Ainda que seja dessa forma, a segunda parte é a mais interessante e que poderia ser o foco, pois tudo que vem depois vai tirando cada vez mais a atenção da obra. No barco, o humor com as divisões de classes, a incomunicabilidade entre idiomas e a sátira com os milionários, os colocando como completos idiotas em mares de vômito e diarreia, funciona mais por não se levar nem um pouco a sério. As dinâmicas entre o capitão com crenças marxistas (Woody Harrelson) e o russo amante do capitalismo rendem bons momentos e diálogos no meio de um caos de hipocrisias. A merda pode até ser igual, mas enquanto os ricos ficam em estado deplorável, ainda são os trabalhadores que limpam suas sujeiras, já que onde há dinheiro, é o capital quem manda. E nesse ato, as críticas do filme até funcionam nesse absurdo, mesmo que colocadas no pedestal prepotente do diretor, afinal, ter asco e rir da cara dos ricos - e prepotentes - combina perfeitamente com o que ele propõe.
Infelizmente, seu último bom momento fica por conta do casal que explode pela própria granada que vende, o último comentário óbvio que quer soar inteligente mas que ainda tem algum efeito positivo. No terceiro ato, Östlund se torna ganancioso demais e resolve levar as coisas mais a sério, alongando e se repetindo, entediando completamente. Na ilha, onde não há dinheiro, as dinâmicas de poder se alteram, colocando uma trabalhadora do mais baixo escalão do barco como a líder absoluta do grupo de sobreviventes.
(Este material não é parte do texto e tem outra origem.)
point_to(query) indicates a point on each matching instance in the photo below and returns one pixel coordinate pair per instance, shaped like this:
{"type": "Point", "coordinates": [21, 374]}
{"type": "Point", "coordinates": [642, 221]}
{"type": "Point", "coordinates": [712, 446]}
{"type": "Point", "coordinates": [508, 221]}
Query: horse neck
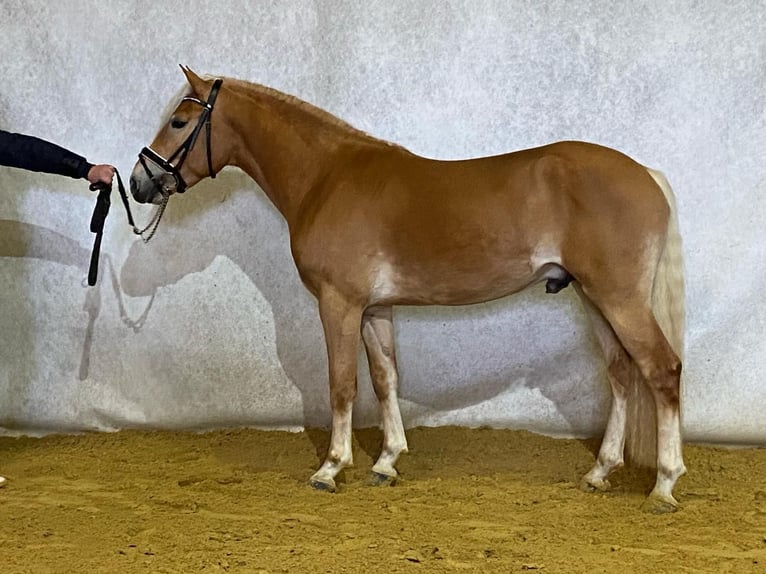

Parece que em algum nível, o diretor tenta se aproximar da lógica de outro vencedor da Palma de Ouro, Parasita (Bong Joon-ho, 2019), mas o faz como todas as suas narrativas, de um lugar lá do topo, de quem claramente não conhece os lugares mais baixos. Por isso, a trabalhadora se torna um ser difícil de se importar ou mesmo de odiar, como todos os outros, e a maior tortura é continuar os acompanhando, já que se todos morressem não faria a menor diferença. Se a intenção era dizer que ela está num lugar de poder e isso a torna tão desprezível quanto seus opressores, não consegue nem ao menos conectar algum sentimento a isso e vai esvaziando suas críticas cada vez mais, girando em círculos para dizer algo que talvez já tenha dito, mas possivelmente ache necessário explicar ainda mais.
Da última vez que o cinema mostrou um pobre pensando em usar uma pedra como arma para se livrar de voltar a uma vida miserável, o mundo inteiro parou para ver. Dessa vez, a cena vem como alívio, de encerrar finalmente um filme de mais de duas horas que queria ter muito a dizer.